La Fédération des producteurs acéricoles du Québec ne veut pas que ce mouvement s’essouffle. L’organisation est décidée à accroître de 66 % les ventes totales de sirop pour atteindre 185 Mlb d’ici 2023.

Selon l’exportateur Sylvain Lalli, l’industrie de l’érable est vouée à un bel avenir. Le propriétaire des Érablières des Alléghanys reconnaît que les défis sont nombreux. À commencer par la compétition féroce à l’international qui, affirme-t-il, « entraîne des baisses de nos marges ». Il ajoute que si le Québec veut profiter de la demande mondiale pour l’érable, il doit continuer à améliorer la qualité de ses produits et à les offrir à prix compétitif.

Le prix des érablières explose

Sur le terrain, cet optimisme se traduit par une guerre de prix des érablières. « C’est fou! On a observé des prix de 100 à 110 $ l’entaille, comparativement à 45 $ il y a 8-10 ans. Même à un prix moyen de 80 à 85 $ l’entaille, comme on le voit présentement, ce n’est pas rentable. Il y en a qui achètent sans compter », rapporte Raymond Nadeau, conseiller acéricole.

Pas que du positif…

Des financiers, équipementiers et analystes attribuent ce boom de l’acériculture à la structure de contingents de la Fédération des producteurs acéricoles du Québec. Par contre, certains producteurs se disent frustrés de ne pas pouvoir démarrer de nouveaux projets ou d’être freinés dans la croissance de leur entreprise à cause, justement, des quotas de production.

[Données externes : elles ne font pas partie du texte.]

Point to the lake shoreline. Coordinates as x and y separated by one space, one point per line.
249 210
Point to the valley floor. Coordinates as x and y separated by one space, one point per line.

Les États-Unis et le Nouveau-Brunswick, qui n’ont pas de système de quotas, compétitionnent le Québec en produisant de plus en plus de sirop. « Il y a un boom d’installations plus important aux États-Unis qu’au Québec », constate justement l’équipementier Vincent Pépin.

La pénurie de main-d’œuvre affecte aussi les acériculteurs. Certains ont dû commencer à entailler le 15 décembre parce qu’ils manquaient d’employés.

De plus, le conseiller Raymond Nadeau affirme que la recherche n’est pas assez avancée. « On peut pomper l’eau à 27 ou 28 pouces de mercure sans savoir si ça affecte les arbres. On connaît peu le microbiote de la sève », estime-t-il.